Future-focused research question: How can systems leaders, policymakers, and educators best prepare students and themselves for a fast-approaching future that incorporates AI into enhanced student learning opportunities, reprioritized teacher working conditions, and new workforce expectations?
This collaborative (which was originally called Designing the New American High School) adapted its focus over the past year to explore the emerging artificial intelligence landscape and implications for K–12 students.
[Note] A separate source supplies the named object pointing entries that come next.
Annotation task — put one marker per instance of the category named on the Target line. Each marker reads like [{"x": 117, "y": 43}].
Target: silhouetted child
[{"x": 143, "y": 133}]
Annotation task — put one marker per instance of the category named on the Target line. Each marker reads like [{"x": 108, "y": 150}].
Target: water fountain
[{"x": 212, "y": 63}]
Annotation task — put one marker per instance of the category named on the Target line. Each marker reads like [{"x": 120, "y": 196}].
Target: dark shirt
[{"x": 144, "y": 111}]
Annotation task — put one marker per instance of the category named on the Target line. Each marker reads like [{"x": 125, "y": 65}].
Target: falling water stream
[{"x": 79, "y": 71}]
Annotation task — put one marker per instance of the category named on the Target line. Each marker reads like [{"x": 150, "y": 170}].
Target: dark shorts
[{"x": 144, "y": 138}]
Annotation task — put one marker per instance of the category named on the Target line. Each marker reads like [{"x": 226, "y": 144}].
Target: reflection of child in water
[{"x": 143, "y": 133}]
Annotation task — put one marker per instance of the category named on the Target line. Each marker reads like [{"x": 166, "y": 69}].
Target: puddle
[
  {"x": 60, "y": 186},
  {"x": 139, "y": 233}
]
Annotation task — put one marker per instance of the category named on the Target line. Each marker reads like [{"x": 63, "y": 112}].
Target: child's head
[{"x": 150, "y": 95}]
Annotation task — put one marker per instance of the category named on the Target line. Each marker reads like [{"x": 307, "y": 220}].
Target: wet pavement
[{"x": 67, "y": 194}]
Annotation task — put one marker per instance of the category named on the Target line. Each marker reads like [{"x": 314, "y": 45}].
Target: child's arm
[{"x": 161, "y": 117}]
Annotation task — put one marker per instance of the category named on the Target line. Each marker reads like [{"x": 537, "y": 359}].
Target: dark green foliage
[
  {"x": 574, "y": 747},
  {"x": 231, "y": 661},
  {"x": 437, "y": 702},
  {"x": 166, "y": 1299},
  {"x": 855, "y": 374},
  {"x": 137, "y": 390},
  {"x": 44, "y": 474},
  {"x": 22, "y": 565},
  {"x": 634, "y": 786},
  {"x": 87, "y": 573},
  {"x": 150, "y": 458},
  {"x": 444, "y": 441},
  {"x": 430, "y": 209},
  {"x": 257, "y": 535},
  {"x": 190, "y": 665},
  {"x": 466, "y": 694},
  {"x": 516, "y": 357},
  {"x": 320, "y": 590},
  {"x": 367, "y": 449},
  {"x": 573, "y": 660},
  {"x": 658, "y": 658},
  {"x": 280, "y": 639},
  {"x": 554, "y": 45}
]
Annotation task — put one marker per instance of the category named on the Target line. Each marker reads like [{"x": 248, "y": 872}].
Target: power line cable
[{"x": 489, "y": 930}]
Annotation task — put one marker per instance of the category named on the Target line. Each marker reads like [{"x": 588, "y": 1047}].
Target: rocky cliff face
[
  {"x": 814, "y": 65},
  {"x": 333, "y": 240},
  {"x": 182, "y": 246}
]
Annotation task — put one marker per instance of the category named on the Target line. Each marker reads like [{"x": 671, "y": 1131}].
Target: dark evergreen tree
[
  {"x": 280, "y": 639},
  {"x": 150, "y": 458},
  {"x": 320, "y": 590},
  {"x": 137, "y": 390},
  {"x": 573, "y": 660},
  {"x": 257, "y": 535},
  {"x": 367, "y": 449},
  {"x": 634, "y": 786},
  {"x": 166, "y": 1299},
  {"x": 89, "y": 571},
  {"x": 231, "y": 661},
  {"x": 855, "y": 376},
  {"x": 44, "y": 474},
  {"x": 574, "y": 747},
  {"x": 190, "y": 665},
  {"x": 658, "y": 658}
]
The project, led by a team that is part of MLFTC’s Center on Reinventing Public Education, is studying how systems leaders, policymakers and educators can best prepare students and themselves for a fast-approaching future that incorporates artificial intelligence into enhanced student learning opportunities, reprioritized teacher working conditions and new workforce expectations. Completed projects included two surveys and results that were published in The74: One explored the lack of state guidance on use of AI in education, and the other on global adoption of artificial intelligence in education.
Future-focused research question:How can we best prepare youth to think critically about and take agency for their futures?
This collaborative focused on creating connections with faculty and students from other colleges, and authoring white papers about imagination ecosystems for learning and teaching that are being considered for further research development. The white papers, which will be posted online at a future date, explored themes such as, “Teachers: The Role of Imagination in Teaching the Emerging Future”; “Youth: The Role of Imagination in Learning What Could Be”; and “Partners: The Role of Imagination in Unsilo-ing Futures.” Collaborative members submitted two grant proposals and conducted three pilot studies. This team has also submitted a proposal for an AERA workshop, and has collaborated closely with the Education, Sustainability and Global Futures LFC.
This collaborative’s members also worked with a cohort of ten teachers participating in the Sonoran Desert Photovoltaics Laboratory, an NSF-funded summer research experiences program focused on creating a local network of agrivoltaics citizen scientists. The teachers pilot tested interactive games designed to help players understand the impact of environmental choices.
Project OASIS (Optimizing Access for Students in School)
Future-focused research question: How can we create a future educational model where special education and labeling disabilities are not necessary for all students to have the optimal experience?
Project OASIS is the newest collaborative, and it formally launched in August. The goals of this interdisciplinary collaborative are to:
- Create an interdisciplinary network of organizations and individuals dedicated to identifying areas for further research and analysis.
- Identify opportunities to redesign special education that have the potential to be scaled.
- Launch research projects that test, analyze and provide insight into possible solutions.
The first formal meeting brought together more than 60 educators, faculty and community members to lay the foundation for future plans that include school visits, webinars and reviewing data to identify high-performing school models. This collaborative also will explore topics such as team-based teaching that align with the focus of MLFTC's Next Education Workforce initiative involving schools nationwide.